Notes on Fixing Hold Time Violations
Having spent my FPGA design life solving timing closure problems by fixing setup time violations, I wondered what I should be doing for hold time violations? Here follows a collection of notes pulled from various Internet-based sources to explain more fully how a hold time violation occurs, what the full range of possible fixes are, what is most appropriate for FPGAs, and how to fix the violations in Xilinx's Vivado.
- What is the Hold Time?
- Options for Fixing Hold Time
- Xilinx Vivado Methods
- Worked Example
- Conclusions
- References
What is the Hold Time?

Quantity | Represents |
---|---|
TH | Hold Time |
TSU | Setup Time |
- Definition of hold time
- "Hold time is defined as the minimum amount of time after arrival of clock's active edge so that it can be latched properly. In other words, each flip-flop (or any sequential element, in general) needs data to be stable for some time after arrival of clock edge such that it can reliably capture the data. This amount of time is known as hold time."
Ref: Hold time, VLSI Universe.
- What if setup and/or hold violations occur in a design?
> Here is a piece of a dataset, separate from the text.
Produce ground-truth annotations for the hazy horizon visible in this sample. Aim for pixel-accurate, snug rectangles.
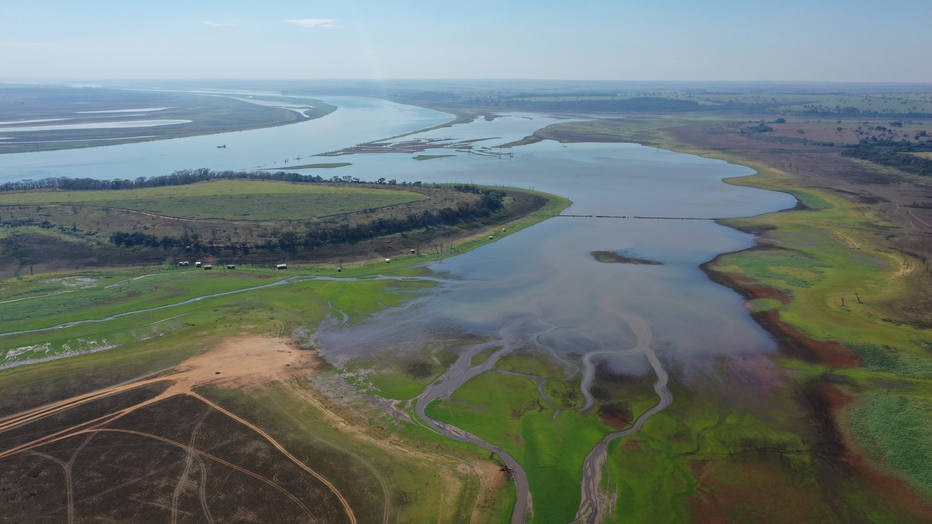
[0,0,932,84]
- "As said earlier, setup and hold timings are to be met in order to ensure that data launched from one flop is captured properly at another and in accordance to the state machine designed. In other words, no timing violations means that the data launched by one flip-flop at one clock edge is getting captured by another flip-flop at the desired clock edge. If the setup check is violated, data will not be captured properly at the next clock edge. Similarly, if hold check is violated, data intended to get captured at the next edge will get captured at the same edge. Moreover, setup/hold violations can lead to data getting captured within the setup/hold window which can lead to metastability of the capturing flip-flop (as explained in our post metastability). So, it is very important to have setup and hold requirements met for all the registers in the design and there should not be any setup/hold violations."
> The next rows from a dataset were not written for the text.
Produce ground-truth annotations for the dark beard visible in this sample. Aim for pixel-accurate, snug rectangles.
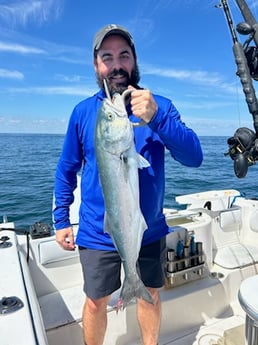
[96,65,140,97]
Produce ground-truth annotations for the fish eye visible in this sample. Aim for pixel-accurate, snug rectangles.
[107,113,113,120]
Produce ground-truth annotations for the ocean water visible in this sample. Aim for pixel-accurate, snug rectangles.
[0,134,258,229]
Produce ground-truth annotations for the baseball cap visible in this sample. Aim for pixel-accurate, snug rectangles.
[93,24,136,57]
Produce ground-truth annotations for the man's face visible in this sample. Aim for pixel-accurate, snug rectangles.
[94,35,140,95]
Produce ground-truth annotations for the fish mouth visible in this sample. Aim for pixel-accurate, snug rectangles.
[109,74,127,84]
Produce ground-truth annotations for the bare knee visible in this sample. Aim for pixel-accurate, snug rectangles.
[138,288,160,307]
[84,296,110,313]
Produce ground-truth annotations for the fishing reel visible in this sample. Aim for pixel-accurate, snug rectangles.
[225,127,258,178]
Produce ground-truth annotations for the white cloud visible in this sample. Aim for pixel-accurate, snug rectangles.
[4,85,97,97]
[0,0,62,26]
[0,68,24,80]
[0,41,45,54]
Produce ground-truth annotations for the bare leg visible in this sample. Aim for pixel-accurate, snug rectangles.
[137,288,161,345]
[82,296,110,345]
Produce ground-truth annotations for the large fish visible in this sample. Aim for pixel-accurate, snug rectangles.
[95,80,153,309]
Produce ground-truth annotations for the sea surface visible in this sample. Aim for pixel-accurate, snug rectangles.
[0,134,258,229]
Ref: Setup and hold violations, VLSI Universe.
So I interpret that as the launch register could go metastable and mis-represent the value it should currently have back to itself and the destination register could get the value (data) too soon, e.g. in advance of the clock edge it was supposed to receive the value on.
Options for Fixing Hold Time
The following strategies can be useful in reducing the magnitude of hold violations and bringing the hold slack towards a positive value. They are general strategies that are perhaps more suitable to full custom ASICs, so each has been tabled in order to comment on their suitability for use with FPGAs.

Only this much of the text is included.